These
three stages can be broken down further in to seven workable steps,
which essentially form the partnership's lifecycle:
1.Creating
or Understanding Direction and Establishing Needs.
During
this stage, organisations create an awareness of where they are
currently, create the strategic direction and path of they want to get
to and carry out an internal assessment to determining the critical
core competencies (technologies, products, skills, markets and
customers) that they must acquire to meet their strategic goals. Having
weighed up the options e.g. Build, Buy or Partner, the last stage is to
develop the Partnership Business Case. One fundamental component of
this is evaluating your own readiness to partner. More than 50% of
partnership challenges encountered derive from internal cultures,
approaches and processes.
2.Partnership
Strategy Planning.
A
partnership broker such as Affinity Maker™ would fulfil that
role, because of its skills in developing relationships, facilitating
discussions, creating processes that assist potential partners to come
together, coaching, supporting and in some cases managing the
partnership on behalf of the partners.
Effective
partnership brokers always work on behalf of all the partners to ensure
the integrity of the process. While the partners bring the knowledge
and expertise from their own organisation, it is the partnership broker
that can more effectively manage the process so the partners can focus
on their organisation's interests as well as their day-to-day
activities.
3.Partner
Search and Selection.
Selecting
the right partner is critical. At this stage, the partner selection
process is refined and implemented to enable the organisation to find
or attract the right players. The partner selection process may involve
a tender management process or even searching for, screening and
evaluating of merger or acquisition targets. Some key selection aspects
include objective alignment, partnership stakeholder identification
& management, resource mapping, profiling potential partners for
their partnering styles and developing the partnership framework
(Governance, Processes & Behaviours). This stage usually concludes
with negotiations and agreement in the form of a Memorandum of
Understanding or Contract.
4.Making
it Work - Partnership Implementation.
Having
selected a partner, this stage focuses on bringing the partnership to
life. Partnership management and getting the partners to work together
effectively in the initial stages is critical for success and is often
not clearly planned for. This stage also involves operations planning
to work out an effective implementation plan with timetables and
deliverables, operation set-up for the nuts and bolts of how the
organisations are going to connect and work together and project
management to bring all the elements together to deliver the desired
results.
5.Maximising
the Partnership Value.
This
stage is regarded as the true value creation stage where the focus is
on maximising the partnering potential. This includes partnership
performance measurement, review and evaluation and ongoing partnership
management. Marketing and Customer Relationship Management play an
important role in this stage, as does auditing the partnering
effectiveness.
6.Dealing
with Change - Staying Together.
Partnerships
can last for a number of years. However, ongoing partnership management
plays a key role in ensuring the partners continue to work effectively
together. This stage involves the transition of key people into and out
of the partnership and capturing the learning of the partnership to
understand how things can be done better and differently. This stage
often involves developing a new strategic direction when the role of
the partnership needs to change.
7.Approaching
an Ending.
This
is the final stage of the partnering lifecycle. Before organisations
will immerse themselves in a partnership or alliance, they want to
understand the rules of disengagement. Once the exit rules are defined
this facilitates a more open and free exchange. The organisations
involved need to consider whether to finish the partnership, look at
different structures or, possible institutionalising.

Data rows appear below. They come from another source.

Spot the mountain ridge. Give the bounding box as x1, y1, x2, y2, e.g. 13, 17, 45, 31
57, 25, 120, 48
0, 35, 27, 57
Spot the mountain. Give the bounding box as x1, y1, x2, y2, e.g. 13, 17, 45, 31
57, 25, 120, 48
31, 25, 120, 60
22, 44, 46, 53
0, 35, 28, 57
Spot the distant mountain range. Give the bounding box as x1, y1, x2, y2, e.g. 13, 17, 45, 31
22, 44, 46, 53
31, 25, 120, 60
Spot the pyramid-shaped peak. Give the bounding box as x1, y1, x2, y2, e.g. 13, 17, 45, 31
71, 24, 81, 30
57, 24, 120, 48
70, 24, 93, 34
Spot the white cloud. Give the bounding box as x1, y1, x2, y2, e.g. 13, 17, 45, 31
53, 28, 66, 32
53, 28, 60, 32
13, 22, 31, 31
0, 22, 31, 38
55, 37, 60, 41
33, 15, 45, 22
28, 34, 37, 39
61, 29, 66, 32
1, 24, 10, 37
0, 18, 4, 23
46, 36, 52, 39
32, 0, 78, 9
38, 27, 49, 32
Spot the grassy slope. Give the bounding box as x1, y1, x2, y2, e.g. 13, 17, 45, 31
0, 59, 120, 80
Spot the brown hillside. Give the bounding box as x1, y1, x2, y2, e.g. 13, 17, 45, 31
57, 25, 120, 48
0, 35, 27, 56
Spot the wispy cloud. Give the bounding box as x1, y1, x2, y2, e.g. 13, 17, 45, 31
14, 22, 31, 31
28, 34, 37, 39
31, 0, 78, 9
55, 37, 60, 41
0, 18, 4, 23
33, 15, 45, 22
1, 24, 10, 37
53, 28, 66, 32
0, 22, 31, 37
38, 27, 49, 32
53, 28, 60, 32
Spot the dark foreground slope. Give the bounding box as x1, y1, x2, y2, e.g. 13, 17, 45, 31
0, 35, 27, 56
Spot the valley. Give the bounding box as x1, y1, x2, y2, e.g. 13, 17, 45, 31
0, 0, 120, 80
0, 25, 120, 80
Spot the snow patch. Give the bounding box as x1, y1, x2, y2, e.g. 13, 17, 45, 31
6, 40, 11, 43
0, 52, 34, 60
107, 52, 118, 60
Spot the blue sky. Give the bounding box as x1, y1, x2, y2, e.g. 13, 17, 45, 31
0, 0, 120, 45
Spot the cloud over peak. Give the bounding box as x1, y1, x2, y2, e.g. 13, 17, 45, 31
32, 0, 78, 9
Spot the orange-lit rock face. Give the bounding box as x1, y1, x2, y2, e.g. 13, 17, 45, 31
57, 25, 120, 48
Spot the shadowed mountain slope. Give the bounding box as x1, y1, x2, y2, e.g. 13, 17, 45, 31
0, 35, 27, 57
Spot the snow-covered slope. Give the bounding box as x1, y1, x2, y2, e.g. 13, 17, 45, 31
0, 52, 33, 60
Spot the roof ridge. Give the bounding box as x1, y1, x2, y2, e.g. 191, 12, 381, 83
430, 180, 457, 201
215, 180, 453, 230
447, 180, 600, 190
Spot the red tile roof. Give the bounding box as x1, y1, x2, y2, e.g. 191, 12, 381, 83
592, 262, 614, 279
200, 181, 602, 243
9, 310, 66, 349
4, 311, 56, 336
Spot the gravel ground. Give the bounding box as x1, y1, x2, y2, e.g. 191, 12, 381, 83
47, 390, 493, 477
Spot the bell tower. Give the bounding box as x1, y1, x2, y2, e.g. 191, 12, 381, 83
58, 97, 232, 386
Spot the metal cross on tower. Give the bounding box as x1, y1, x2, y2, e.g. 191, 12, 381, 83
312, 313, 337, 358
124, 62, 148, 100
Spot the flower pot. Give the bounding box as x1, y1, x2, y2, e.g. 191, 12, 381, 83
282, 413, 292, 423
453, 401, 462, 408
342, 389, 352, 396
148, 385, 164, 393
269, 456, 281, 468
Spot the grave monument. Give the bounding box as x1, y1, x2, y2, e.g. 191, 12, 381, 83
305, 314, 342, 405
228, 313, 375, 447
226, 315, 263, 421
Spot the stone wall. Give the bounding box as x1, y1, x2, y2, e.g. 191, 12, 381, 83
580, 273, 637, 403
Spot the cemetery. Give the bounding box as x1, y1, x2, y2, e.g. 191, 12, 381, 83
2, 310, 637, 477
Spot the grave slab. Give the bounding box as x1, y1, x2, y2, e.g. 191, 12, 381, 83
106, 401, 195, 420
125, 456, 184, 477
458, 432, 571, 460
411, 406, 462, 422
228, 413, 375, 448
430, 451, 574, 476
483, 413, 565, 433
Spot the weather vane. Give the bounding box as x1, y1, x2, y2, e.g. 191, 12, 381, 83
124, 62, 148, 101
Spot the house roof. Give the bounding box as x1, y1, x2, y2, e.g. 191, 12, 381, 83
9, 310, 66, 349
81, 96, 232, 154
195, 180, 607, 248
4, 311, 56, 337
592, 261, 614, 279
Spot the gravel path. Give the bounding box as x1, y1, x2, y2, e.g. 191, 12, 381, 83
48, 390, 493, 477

Institutionalising a partnership means building appropriate structures
and mechanisms for ensure long-term commitment and continuity.
While
we use these seven stages as a progression and a way of ensuring that
key activities are followed through systematically, the most important
factor is the relationships that are being built throughout this
partnering process. As one partnership veteran reflected to us, in the
end, it is 'people that partner'!
As
you progress through the various stages you are seeking engagement of
your fellow partners, building their commitment and eventually
achieving shared ownership of the partnership arrangement. It is only
then that the partners will fully incorporate the partnership
activities into core business and action will be achieved.
In
our experience, you need to spend far more time in the early stages,
during the planning and early implementation stages, to ensure that the
fundamentals are right before moving on too quickly. Remember that
proverb: failing to plan is planning to fail.